CPJ had net assets of $12.6M at the end of 2009, according to its 990. Executive director Joel Simon was paid $172K plus $8,239 in benefits.

Rowe
Rowe
Chair is Sandra Mims Rowe, of The Oregonian from 1993-2010 and who last week joined Arizona State University as visiting professor in journalism ethics. She will teach that subject in the spring. Previously she was chair of the Board of Visitors of the Knight Fellowships at Stanford University.

Kaiser recommended the Reporters Committee for Freedom of the Press of Washington, D.C., which sounded like a good bet until communications director Debra Hernandez said the Committee was only concerned with helping those who seek information from government bodies.

The Committee’s blue chip board includes reps from AP, Time, Wall Street Journal, Washington Post, Los Angeles Times and CBS, NBC and ABC and we hope it will take a deeper look at the PRS boycott.

More than 500 government and military PR pros belong to the PA section alone and there are probably 1,000+ other government members, all of whom deal with the press.

They have just received a lesson from PRS that the way to deal with a critical news medium is a combination of a boycott and campaign of defamation.

Yann Conducts Negative Campaign


Such a campaign has been conducted by VP-PR Arthur Yann not only on the Society’s own website but on other websites including prwatch.com, thegoodthebadthespin.com, newsroomink.com, bridgebuzz.bridgeny.com, janegenova.com, and talentzoo.com.

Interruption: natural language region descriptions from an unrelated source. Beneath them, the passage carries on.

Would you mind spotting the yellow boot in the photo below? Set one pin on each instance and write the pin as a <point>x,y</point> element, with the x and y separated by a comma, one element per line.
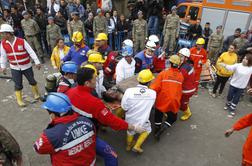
<point>130,141</point>
<point>35,92</point>
<point>187,114</point>
<point>19,98</point>
<point>142,137</point>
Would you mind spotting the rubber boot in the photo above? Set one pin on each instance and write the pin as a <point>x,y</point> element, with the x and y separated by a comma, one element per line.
<point>130,144</point>
<point>161,130</point>
<point>35,92</point>
<point>187,114</point>
<point>19,98</point>
<point>142,137</point>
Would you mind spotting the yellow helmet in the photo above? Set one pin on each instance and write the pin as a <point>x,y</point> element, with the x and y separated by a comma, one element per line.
<point>95,58</point>
<point>145,76</point>
<point>102,36</point>
<point>91,67</point>
<point>175,59</point>
<point>200,41</point>
<point>77,36</point>
<point>91,52</point>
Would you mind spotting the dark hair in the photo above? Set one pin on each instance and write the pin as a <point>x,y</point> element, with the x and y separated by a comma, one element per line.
<point>249,58</point>
<point>238,29</point>
<point>234,45</point>
<point>84,74</point>
<point>57,41</point>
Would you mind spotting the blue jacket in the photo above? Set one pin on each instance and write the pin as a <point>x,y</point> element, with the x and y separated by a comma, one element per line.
<point>78,57</point>
<point>142,62</point>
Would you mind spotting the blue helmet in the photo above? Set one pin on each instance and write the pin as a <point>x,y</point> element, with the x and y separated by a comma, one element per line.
<point>69,67</point>
<point>127,51</point>
<point>57,102</point>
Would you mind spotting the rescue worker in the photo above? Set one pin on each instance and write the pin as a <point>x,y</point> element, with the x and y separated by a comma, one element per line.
<point>76,25</point>
<point>31,31</point>
<point>77,52</point>
<point>199,58</point>
<point>168,86</point>
<point>159,55</point>
<point>97,61</point>
<point>102,44</point>
<point>10,151</point>
<point>67,81</point>
<point>137,103</point>
<point>99,24</point>
<point>171,30</point>
<point>188,87</point>
<point>215,44</point>
<point>139,32</point>
<point>144,59</point>
<point>69,138</point>
<point>92,107</point>
<point>52,33</point>
<point>18,53</point>
<point>244,122</point>
<point>126,66</point>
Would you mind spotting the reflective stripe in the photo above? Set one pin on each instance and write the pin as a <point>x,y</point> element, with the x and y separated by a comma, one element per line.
<point>81,112</point>
<point>19,61</point>
<point>188,91</point>
<point>76,142</point>
<point>172,81</point>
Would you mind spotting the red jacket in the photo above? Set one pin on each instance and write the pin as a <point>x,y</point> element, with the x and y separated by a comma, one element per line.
<point>70,141</point>
<point>168,86</point>
<point>244,122</point>
<point>87,105</point>
<point>188,73</point>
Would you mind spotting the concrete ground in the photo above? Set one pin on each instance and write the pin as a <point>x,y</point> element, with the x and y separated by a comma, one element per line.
<point>199,141</point>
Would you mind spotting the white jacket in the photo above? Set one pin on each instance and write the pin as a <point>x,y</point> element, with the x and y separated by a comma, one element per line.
<point>124,70</point>
<point>137,103</point>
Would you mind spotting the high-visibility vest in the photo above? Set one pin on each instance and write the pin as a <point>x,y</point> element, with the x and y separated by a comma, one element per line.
<point>16,54</point>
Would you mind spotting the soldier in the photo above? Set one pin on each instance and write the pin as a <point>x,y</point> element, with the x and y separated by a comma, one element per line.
<point>215,44</point>
<point>10,152</point>
<point>76,25</point>
<point>100,23</point>
<point>171,30</point>
<point>139,32</point>
<point>31,30</point>
<point>52,33</point>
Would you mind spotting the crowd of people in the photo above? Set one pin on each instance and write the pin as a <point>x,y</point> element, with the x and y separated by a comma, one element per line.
<point>92,55</point>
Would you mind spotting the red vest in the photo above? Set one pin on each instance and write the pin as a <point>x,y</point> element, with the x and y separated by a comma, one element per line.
<point>18,54</point>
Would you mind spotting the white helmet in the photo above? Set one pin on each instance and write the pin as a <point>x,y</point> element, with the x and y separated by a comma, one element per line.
<point>154,38</point>
<point>6,28</point>
<point>151,45</point>
<point>128,42</point>
<point>185,52</point>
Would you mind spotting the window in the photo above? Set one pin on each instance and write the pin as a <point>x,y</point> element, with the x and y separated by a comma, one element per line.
<point>193,12</point>
<point>181,11</point>
<point>216,1</point>
<point>241,3</point>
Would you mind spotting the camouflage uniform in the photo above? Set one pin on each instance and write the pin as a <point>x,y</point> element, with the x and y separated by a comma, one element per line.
<point>171,31</point>
<point>52,34</point>
<point>100,25</point>
<point>214,46</point>
<point>139,34</point>
<point>9,148</point>
<point>31,30</point>
<point>74,26</point>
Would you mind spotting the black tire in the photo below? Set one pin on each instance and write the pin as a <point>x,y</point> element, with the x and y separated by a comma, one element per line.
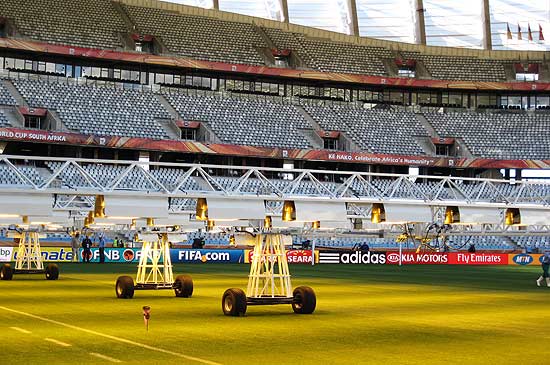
<point>234,302</point>
<point>183,287</point>
<point>304,300</point>
<point>6,272</point>
<point>52,272</point>
<point>124,287</point>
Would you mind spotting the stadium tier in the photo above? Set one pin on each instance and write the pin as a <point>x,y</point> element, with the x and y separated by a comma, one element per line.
<point>460,68</point>
<point>82,23</point>
<point>332,56</point>
<point>504,136</point>
<point>112,25</point>
<point>98,110</point>
<point>375,131</point>
<point>108,109</point>
<point>200,37</point>
<point>242,121</point>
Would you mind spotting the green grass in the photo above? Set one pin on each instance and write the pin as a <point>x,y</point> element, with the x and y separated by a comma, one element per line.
<point>365,315</point>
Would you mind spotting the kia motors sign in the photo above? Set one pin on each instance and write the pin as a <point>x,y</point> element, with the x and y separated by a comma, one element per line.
<point>352,257</point>
<point>293,256</point>
<point>447,258</point>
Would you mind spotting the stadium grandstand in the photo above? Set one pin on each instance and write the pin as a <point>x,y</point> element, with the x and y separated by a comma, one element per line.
<point>427,112</point>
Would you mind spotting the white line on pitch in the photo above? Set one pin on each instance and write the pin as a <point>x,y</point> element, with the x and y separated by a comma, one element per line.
<point>57,342</point>
<point>113,338</point>
<point>111,359</point>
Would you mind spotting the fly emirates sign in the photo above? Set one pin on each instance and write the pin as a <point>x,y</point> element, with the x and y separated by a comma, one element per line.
<point>447,258</point>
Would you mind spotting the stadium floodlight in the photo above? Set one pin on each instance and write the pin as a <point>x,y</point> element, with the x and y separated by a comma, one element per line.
<point>471,215</point>
<point>155,266</point>
<point>269,280</point>
<point>120,206</point>
<point>512,216</point>
<point>29,258</point>
<point>230,209</point>
<point>395,213</point>
<point>527,217</point>
<point>21,211</point>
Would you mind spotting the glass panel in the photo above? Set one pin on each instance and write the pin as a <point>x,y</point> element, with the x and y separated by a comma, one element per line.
<point>325,14</point>
<point>453,23</point>
<point>386,19</point>
<point>208,4</point>
<point>526,14</point>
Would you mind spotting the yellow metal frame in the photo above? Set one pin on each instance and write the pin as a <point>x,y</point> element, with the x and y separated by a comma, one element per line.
<point>155,265</point>
<point>269,274</point>
<point>29,254</point>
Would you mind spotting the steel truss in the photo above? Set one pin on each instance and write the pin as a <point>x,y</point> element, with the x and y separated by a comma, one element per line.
<point>74,182</point>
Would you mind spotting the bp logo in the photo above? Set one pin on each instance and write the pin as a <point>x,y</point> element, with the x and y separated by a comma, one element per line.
<point>523,259</point>
<point>128,255</point>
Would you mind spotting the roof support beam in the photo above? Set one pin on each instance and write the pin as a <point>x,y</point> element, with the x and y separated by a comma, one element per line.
<point>284,9</point>
<point>354,26</point>
<point>419,23</point>
<point>487,42</point>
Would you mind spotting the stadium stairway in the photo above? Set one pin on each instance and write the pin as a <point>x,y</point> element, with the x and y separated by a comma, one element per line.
<point>55,121</point>
<point>15,118</point>
<point>14,93</point>
<point>171,129</point>
<point>427,125</point>
<point>311,135</point>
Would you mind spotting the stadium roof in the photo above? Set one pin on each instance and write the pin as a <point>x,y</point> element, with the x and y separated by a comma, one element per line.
<point>453,23</point>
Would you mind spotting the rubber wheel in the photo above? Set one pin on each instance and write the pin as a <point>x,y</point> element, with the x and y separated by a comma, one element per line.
<point>52,272</point>
<point>234,302</point>
<point>124,287</point>
<point>304,300</point>
<point>6,272</point>
<point>183,287</point>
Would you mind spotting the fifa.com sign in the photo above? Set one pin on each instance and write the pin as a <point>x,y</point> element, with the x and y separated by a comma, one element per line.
<point>133,255</point>
<point>411,258</point>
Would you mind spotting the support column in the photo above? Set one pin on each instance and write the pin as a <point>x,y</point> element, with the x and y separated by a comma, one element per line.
<point>352,8</point>
<point>487,42</point>
<point>419,24</point>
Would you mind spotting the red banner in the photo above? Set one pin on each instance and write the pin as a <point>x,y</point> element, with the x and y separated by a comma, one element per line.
<point>293,256</point>
<point>447,258</point>
<point>39,136</point>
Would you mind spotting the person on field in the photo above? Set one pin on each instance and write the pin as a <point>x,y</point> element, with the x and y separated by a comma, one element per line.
<point>101,244</point>
<point>75,244</point>
<point>545,261</point>
<point>86,245</point>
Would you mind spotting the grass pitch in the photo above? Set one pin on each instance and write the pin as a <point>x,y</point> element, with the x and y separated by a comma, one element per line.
<point>364,315</point>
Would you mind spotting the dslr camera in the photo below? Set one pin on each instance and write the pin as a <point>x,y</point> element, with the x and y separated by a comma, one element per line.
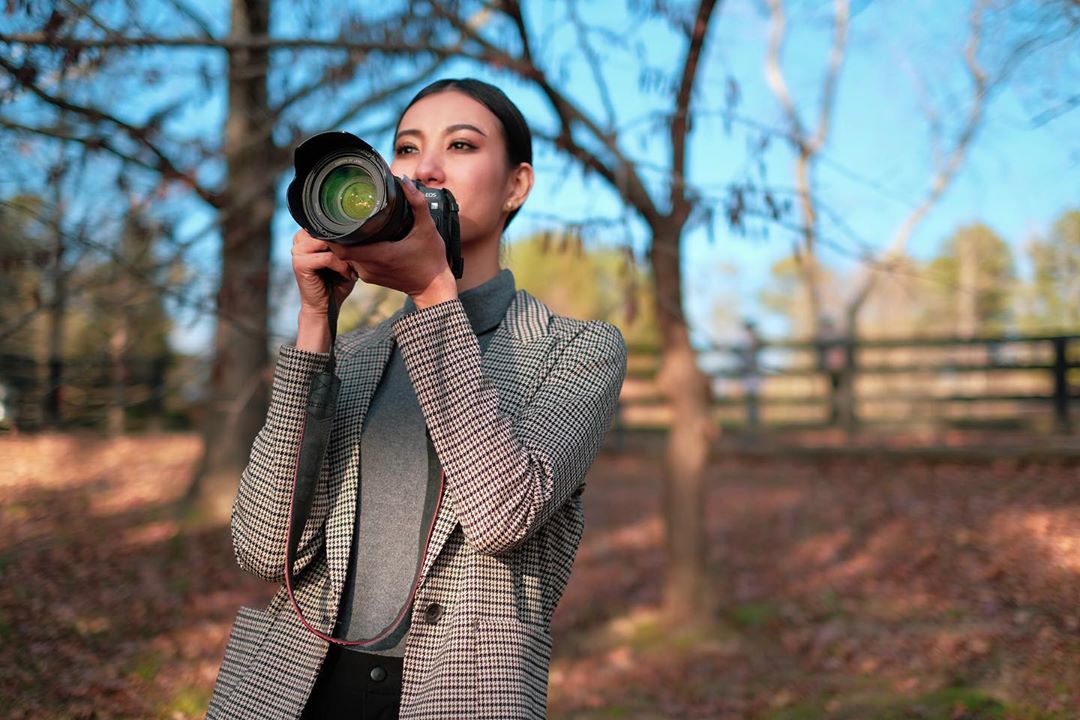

PR Watch, for instance, was told by Yann that its behavior, like ours, “falls well outside the ethical standards imposed by the Society of Professional Journalists.”

Thegoodthebadthespin, hosted by Robert Conrad, Ph.D., was criticized by Yann for carrying an O’Dwyer posting and had its ethics questioned.

Ed Lallo, former PRSA chapter officer who hosts newsroomink, has been accused of pitching the Society in “an extortion-like way.” The Yann posting added: “As the saying goes, there’s honor among thieves. Or put another way, a disregard for professional ethics makes strange bedfellows.”

Blogger Jane Genova, who called PRS’s boycott “dumb as dirt,” was told by Yann on her blog: “So, if you’d like your clients to call into question your firm’s own ethics, you’re certainly welcome to side with Mr. O’Dwyer.”

Lucy Siegel, who blogged that the O’Dwyer boycott was “totally unprofessional, unethical and childish,” was told by Yann: “You seem to have missed my point. What Mr. O’Dwyer writes is biased, misleading and often, flat out lies.”

Shawn Paul Wood, host of Talent Zoo, who said no PR firm would advise a client to boycott a news medium, was told by Yann: “From your post, it doesn’t seem as though you’ve taken the time to understand our position.”

Yann further indirectly accused Wood of being a “casual observer” who might not understand why PRS would take an action “that seems to fly in the face of established PR tenets.”